Yudistira Imandiar - detikNews
Kamis, 30 Jul 2020 18:06 WIB
ibu hamil
Foto: shutterstock
Jakarta -

Pandemi COVID-19 diprediksi bakal mendorong angka kelahiran di Indonesia. Prakiraan itu didasari kondisi isolasi mandiri yang membuat masyarakat lebih banyak menghabiskan waktu di rumah bersama keluarga, serta penurunan penetrasi program Keluarga Berencana (KB).

Namun, teori lonjakan kelahiran akibat pandemi tersebut tidak sepenuhnya benar. Peneliti Senior Lembaga Demografi FEB UI Omas Bulan Samosir menjabarkan, ada sejumlah faktor di situasi pandemi yang justru dapat menekan angka kehamilan.

Omas menerangkan, pandemi COVID-19 memunculkan gangguan-gangguan atau disrupsi terhadap sejumlah komponen kelahiran. Timbulnya ketakutan dan kekhawatiran akan penularan COVID-19, sebut Omas, merupakan salah satu hal yang dapat menurunkan daya reproduksi manusia. Selain itu, penurunan pendapatan hingga kehilangan pekerjaan memberikan tekanan psikologis yang turut mereduksi kemampuan reproduksi.

"Bagi para perempuan, khususnya para ibu, pandemi COVID-19 telah meningkatkan kesibukan apalagi jika mereka harus bekerja dari rumah (work from home/WFH), mengurus keluarga, mengerjakan pekerjaan-pekerjaan rumah tangga, dan melaksanakan urusan- urusan sosial mereka dan keluarga mereka sehingga waktu dan energi untuk reproduksi terbatas," tulis Omas dalam keterangan tertulis, Selasa (28/7/2020).

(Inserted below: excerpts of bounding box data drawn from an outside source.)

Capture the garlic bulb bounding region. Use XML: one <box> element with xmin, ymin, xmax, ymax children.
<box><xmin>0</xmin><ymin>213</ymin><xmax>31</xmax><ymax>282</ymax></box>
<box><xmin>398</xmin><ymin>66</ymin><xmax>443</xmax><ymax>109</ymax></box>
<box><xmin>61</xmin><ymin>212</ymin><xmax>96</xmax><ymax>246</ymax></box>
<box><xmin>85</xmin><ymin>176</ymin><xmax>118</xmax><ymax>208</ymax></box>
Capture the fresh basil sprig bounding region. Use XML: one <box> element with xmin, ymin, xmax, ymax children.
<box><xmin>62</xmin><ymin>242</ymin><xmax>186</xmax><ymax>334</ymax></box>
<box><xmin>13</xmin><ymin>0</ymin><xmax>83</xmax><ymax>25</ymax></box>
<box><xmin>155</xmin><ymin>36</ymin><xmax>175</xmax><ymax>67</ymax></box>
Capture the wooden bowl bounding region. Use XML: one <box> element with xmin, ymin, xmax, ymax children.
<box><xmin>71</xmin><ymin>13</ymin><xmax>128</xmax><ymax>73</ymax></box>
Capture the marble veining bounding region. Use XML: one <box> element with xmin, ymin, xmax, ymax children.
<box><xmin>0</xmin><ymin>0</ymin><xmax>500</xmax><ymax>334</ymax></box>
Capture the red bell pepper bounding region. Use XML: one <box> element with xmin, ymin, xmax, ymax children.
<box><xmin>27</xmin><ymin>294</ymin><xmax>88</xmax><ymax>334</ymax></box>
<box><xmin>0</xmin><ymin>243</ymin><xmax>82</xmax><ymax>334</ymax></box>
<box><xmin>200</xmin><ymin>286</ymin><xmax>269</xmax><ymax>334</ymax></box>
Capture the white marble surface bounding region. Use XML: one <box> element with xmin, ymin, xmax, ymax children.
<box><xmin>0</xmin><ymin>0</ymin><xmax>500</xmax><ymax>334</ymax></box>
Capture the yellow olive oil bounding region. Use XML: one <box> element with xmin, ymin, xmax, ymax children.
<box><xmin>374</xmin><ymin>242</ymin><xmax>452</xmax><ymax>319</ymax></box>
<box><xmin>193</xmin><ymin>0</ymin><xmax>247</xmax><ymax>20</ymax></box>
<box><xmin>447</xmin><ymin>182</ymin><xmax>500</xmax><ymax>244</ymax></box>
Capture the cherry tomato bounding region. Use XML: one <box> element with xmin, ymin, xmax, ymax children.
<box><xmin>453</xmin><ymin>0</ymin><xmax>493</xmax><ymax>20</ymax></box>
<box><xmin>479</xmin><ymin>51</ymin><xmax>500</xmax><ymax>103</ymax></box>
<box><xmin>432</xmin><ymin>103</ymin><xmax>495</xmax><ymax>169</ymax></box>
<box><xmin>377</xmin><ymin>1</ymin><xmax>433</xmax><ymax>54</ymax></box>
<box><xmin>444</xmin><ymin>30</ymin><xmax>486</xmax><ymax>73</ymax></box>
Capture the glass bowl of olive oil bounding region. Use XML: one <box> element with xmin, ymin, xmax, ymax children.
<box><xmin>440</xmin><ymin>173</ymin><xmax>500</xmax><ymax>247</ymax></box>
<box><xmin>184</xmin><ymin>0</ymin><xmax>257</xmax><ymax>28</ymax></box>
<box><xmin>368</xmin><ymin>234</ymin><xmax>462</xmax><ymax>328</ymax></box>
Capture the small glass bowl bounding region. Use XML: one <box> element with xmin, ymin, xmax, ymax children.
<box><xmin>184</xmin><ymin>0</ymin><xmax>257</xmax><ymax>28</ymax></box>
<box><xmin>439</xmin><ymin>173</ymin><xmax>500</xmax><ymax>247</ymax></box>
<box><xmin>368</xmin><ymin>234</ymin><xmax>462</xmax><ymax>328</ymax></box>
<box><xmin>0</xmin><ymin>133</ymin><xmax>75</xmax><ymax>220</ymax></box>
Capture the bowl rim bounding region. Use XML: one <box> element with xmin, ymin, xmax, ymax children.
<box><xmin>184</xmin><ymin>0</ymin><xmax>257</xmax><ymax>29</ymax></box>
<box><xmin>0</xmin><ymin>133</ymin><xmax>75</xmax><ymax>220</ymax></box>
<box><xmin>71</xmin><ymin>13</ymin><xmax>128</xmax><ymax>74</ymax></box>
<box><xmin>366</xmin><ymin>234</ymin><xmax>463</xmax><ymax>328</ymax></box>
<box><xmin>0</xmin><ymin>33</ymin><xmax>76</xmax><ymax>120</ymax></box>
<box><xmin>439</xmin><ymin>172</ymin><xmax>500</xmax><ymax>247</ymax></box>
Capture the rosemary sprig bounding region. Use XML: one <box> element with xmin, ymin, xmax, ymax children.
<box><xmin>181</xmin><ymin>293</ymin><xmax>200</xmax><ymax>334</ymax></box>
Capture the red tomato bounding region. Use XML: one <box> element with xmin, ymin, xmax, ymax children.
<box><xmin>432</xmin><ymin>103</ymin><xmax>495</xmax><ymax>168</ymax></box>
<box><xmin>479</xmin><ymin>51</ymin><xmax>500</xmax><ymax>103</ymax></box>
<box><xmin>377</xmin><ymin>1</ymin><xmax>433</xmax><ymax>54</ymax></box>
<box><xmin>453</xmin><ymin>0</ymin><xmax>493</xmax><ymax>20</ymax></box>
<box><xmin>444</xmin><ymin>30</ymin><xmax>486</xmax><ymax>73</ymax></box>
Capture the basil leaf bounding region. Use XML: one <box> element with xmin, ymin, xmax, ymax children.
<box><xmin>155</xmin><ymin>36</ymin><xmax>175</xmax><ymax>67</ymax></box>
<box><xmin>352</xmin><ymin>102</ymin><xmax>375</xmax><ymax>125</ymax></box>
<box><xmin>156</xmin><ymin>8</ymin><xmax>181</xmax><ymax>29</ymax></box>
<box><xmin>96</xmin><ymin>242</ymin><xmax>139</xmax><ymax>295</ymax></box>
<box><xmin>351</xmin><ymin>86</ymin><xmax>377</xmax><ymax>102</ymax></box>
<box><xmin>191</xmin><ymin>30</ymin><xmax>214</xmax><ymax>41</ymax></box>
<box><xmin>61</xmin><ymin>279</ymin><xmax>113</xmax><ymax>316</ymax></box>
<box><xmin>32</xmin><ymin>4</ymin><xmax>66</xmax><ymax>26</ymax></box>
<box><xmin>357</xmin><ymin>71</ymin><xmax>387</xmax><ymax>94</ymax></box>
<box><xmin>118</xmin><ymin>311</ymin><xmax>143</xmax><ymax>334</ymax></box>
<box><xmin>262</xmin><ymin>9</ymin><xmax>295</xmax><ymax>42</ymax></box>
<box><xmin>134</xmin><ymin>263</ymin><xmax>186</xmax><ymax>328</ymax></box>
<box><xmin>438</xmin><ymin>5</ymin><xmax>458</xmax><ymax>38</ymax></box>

Pelemahan ekonomi dan penerapan protokol kesehatan secara ketat menuntun pada kecenderungan keluarga yang tengah menunda kehamilan berupaya mencegah kehamilan. Sementara itu, keluarga yang sudah merencanakan kehamilan memilih untuk menunda.

Omas mengatakan kondisi pandemi COVID-19 berbeda dengan situasi pascaperang di tahun 1960-an. Saat itu, rinci Omas, terjadi ledakan jumlah bayi di Indonesia. Pemicunya, yaitu kondisi keamanan yang mulai stabil usai perang kemerdekaan dan belum ada program KB yang diinisiasi pemerintah.

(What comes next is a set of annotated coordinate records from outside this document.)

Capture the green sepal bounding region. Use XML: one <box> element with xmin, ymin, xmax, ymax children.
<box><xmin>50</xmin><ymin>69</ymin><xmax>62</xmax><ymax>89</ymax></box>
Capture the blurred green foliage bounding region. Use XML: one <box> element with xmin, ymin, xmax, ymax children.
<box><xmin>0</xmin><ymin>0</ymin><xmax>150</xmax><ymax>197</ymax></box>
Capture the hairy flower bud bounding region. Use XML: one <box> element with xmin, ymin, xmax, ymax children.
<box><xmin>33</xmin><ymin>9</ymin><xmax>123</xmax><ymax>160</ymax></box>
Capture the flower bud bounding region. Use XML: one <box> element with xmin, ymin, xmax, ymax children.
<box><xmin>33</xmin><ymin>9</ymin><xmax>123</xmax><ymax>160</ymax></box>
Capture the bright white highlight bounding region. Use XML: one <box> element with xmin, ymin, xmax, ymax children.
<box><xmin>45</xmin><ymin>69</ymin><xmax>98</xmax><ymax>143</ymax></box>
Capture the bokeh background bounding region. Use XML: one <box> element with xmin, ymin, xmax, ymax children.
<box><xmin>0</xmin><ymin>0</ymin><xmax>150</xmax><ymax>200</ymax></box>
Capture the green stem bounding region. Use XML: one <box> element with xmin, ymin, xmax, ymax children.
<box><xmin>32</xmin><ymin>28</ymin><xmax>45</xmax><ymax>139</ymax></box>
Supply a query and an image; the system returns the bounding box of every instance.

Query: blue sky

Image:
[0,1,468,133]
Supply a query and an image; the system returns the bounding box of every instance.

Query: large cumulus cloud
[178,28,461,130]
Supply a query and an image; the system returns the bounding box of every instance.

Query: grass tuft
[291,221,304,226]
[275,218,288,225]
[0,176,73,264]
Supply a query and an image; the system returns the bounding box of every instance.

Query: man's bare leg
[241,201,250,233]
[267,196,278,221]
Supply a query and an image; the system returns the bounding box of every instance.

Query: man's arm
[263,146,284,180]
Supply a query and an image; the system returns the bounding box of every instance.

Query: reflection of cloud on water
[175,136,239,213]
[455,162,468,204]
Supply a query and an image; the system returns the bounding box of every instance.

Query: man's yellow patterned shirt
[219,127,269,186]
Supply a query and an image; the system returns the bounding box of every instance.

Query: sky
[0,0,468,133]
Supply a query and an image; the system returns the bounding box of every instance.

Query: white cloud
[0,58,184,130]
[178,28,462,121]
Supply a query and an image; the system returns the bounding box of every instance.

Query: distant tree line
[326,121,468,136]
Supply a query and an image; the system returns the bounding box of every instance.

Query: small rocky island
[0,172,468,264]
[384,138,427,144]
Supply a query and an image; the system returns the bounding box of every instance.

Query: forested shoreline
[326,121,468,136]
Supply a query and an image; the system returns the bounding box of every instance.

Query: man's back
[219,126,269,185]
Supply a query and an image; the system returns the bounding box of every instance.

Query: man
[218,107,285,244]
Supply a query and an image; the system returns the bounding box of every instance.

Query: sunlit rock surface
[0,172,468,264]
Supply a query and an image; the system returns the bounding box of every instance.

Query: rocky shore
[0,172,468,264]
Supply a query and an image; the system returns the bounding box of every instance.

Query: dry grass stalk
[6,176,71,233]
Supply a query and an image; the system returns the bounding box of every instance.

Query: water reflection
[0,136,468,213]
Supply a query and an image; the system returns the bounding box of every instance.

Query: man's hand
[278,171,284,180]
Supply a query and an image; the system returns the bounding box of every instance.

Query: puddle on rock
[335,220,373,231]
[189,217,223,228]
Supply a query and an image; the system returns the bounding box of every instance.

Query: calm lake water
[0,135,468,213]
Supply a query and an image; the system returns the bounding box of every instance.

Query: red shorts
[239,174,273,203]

Ia memandang, fenomena kehamilan di masa pandemi COVID-19 kurang lebih mirip dengan masa krisis moneter tahun 1997-1998. Masalah finansial yang menekan psikologi masyarakat menurunkan kemampuan fertilitas. Selain itu, pada masa tersebut Badan kependudukan dan Keluarga Berencana (BKKBN) sebagai lembaga pemerintah telah berperan dalam penyelenggaraan program KB untuk menjaga tingkat kelahiran pada masa-masa sulit.

"Terdapat kecenderungan untuk menunda perkawinan pada masa pandemi COVID-19 sehingga memperpendek waktu perempuan dalam status kawin dan menurunkan kelahiran. Selain itu, WFH memungkinkan para ibu yang menyusui untuk menyusui bayi dan anak mereka dengan lebih intensif sehingga dapat memperpanjang masa tidak subur setelah melahirkan dan menurunkan kelahiran," timpal Omas.

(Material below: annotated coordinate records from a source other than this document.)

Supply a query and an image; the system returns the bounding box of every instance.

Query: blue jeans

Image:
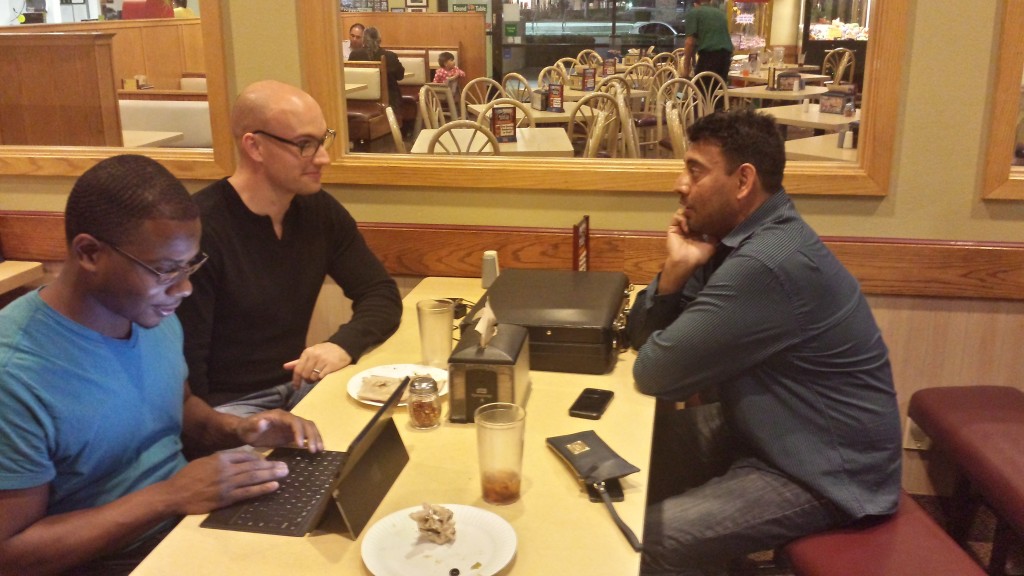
[214,380,316,418]
[641,404,849,576]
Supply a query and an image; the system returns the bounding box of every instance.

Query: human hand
[234,410,324,453]
[657,208,718,294]
[166,450,288,515]
[285,342,352,389]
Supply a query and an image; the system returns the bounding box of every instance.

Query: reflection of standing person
[683,0,732,102]
[348,27,406,111]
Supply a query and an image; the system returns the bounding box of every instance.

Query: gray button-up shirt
[628,191,900,518]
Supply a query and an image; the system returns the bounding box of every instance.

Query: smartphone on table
[569,388,615,420]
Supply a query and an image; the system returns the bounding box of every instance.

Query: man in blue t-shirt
[0,156,323,574]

Omas menekankan, ketersediaan alat KB jangka pendek, yakni pil dan suntik mesti diperhatikan agar angka kelahiran tidak melonjak. Pemberdayaan teknologi dan informasi juga penting dilakukan untuk mempermudah masyarakat mendapatkan akses informasi, layanan, dan alat KB.

"Seperti pada masa krisis moneter, BKKBN juga harus meningkatkan perannya untuk menghindarkan tingkat kelahiran naik pada masa pandemi COVID-19 dengan mengupayakan peningkatan pemenuhan kebutuhan ber-KB. Dengan demikian, tingkat kelahiran akan tetap turun meskipun ada pandemi COVID-19," tuntas Omas.